Streamlined performance validation — 7 targeted tests covering Public and Partner access paths with real-time 24-counter telemetry and cluster-wide aggregation.
The v4.1 plan had 12 tests across 3 phases — LPO Only, LRS Only, and Combined — each tested across 4 topologies (TCP Direct, TCP ALB, UDP Direct, UDP NLB). That was 12 tests requiring 4 infrastructure reconfigurations and 4.5 hours.
The v5.0 plan eliminates redundancy by recognizing three facts:
Result: 7 targeted tests in 2 phases. ~2.5 hours instead of 4.5. Every test answers a specific question about a real access path. Zero redundancy.

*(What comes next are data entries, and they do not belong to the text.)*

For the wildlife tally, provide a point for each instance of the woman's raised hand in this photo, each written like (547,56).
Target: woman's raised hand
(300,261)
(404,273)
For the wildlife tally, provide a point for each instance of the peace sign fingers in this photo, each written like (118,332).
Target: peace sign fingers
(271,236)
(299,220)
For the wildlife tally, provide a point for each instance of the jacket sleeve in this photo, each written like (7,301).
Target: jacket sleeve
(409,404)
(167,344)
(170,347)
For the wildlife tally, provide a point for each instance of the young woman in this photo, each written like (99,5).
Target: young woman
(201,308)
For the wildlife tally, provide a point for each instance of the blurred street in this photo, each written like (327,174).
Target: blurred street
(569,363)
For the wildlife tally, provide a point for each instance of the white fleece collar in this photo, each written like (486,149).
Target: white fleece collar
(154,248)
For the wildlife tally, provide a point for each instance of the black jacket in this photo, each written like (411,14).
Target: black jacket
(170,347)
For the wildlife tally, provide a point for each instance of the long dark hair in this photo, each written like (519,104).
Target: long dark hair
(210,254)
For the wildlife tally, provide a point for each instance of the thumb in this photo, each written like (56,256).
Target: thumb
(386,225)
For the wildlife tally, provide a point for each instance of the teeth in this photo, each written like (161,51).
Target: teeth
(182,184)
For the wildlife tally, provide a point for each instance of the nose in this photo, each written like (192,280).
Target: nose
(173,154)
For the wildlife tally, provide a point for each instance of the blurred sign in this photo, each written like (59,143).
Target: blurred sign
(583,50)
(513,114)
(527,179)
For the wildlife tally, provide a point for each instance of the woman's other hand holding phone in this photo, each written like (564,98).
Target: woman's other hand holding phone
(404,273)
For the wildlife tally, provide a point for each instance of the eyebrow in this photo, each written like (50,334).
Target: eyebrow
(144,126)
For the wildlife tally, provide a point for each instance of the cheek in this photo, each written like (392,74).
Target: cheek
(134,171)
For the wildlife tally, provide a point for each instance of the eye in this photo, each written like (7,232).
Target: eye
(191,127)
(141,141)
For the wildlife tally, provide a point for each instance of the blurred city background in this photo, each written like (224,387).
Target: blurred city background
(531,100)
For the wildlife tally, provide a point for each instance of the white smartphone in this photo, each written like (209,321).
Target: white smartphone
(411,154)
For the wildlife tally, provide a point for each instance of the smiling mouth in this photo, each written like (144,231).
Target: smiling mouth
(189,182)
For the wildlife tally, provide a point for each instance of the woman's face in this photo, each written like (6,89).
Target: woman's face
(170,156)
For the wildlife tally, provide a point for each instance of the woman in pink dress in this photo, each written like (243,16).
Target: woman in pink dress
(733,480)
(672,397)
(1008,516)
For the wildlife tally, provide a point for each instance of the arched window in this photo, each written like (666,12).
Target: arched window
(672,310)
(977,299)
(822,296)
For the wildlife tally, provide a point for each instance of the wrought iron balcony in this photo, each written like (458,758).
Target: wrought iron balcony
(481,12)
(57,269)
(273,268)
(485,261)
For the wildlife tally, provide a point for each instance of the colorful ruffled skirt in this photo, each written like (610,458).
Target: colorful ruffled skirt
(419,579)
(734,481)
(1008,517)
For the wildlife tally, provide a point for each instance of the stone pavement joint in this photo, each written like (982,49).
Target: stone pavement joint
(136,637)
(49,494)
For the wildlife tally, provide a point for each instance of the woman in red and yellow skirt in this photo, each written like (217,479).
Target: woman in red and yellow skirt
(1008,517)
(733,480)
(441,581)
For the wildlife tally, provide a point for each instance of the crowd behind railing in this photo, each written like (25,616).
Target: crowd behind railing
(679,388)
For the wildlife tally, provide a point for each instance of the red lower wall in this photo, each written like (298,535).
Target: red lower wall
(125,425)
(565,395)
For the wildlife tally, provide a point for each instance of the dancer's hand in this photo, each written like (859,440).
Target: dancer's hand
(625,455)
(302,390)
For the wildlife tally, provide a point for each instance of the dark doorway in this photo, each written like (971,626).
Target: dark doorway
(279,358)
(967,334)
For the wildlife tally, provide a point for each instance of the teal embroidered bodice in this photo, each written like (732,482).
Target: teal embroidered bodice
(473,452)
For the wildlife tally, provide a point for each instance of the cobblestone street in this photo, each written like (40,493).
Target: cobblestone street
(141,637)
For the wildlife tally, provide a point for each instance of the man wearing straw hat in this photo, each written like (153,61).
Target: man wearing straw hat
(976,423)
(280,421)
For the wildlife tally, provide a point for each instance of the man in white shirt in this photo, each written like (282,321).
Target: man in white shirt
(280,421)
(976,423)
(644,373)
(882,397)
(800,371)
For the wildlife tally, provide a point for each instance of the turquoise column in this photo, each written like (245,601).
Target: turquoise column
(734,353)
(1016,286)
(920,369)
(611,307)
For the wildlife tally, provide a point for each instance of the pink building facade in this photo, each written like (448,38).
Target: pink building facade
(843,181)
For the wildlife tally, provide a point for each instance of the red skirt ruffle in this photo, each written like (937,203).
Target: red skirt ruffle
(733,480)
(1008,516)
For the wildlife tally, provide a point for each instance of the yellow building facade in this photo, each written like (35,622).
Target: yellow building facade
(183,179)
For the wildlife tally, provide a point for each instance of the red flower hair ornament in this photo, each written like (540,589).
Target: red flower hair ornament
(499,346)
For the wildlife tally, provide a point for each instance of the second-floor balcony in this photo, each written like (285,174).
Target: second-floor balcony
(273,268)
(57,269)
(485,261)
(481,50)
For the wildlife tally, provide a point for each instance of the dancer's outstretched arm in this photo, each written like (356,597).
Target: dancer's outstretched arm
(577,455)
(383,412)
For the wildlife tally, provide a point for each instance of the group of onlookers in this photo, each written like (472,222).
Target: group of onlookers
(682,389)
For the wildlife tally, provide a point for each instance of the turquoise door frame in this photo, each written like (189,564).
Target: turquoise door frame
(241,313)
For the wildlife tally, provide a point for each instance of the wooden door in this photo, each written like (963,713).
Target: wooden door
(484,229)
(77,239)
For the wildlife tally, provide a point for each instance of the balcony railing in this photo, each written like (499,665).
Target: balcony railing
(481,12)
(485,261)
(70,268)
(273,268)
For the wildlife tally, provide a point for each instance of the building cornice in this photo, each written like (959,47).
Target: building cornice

| Characteristic | Public Subscriber | AWS Partner |
|---|---|---|
| Protocol | TCP (HTTPS via ALB) or UDP (via NLB) | TCP (PrivateLink) or UDP (VPC Peering / NLB) |
| Rate Limiting | Enforced — QPS + burst + monthly cap | Bypassed — zero rate limiting, zero caps |
| TLS | ALB terminates TLS (adds ~1-2ms) | PrivateLink or direct — no TLS overhead |
| Billing Checks | Monthly usage validated per request | Skipped entirely |
| API Key | Required — identifies account for billing | Required — identifies partner for tracking and analytics |
| Connection | Public internet → CloudFront → ALB | AWS backbone → PrivateLink / VPC Peering |
Partner API Keys: Partners are not required to authenticate by the exchanges — but we require an API key for every partner. This is not a restriction. It is visibility. You cannot manage what you cannot measure. A partner key with zero rate limits and zero billing still gives us per-partner usage tracking, analytics, and the ability to identify issues. That is good engineering.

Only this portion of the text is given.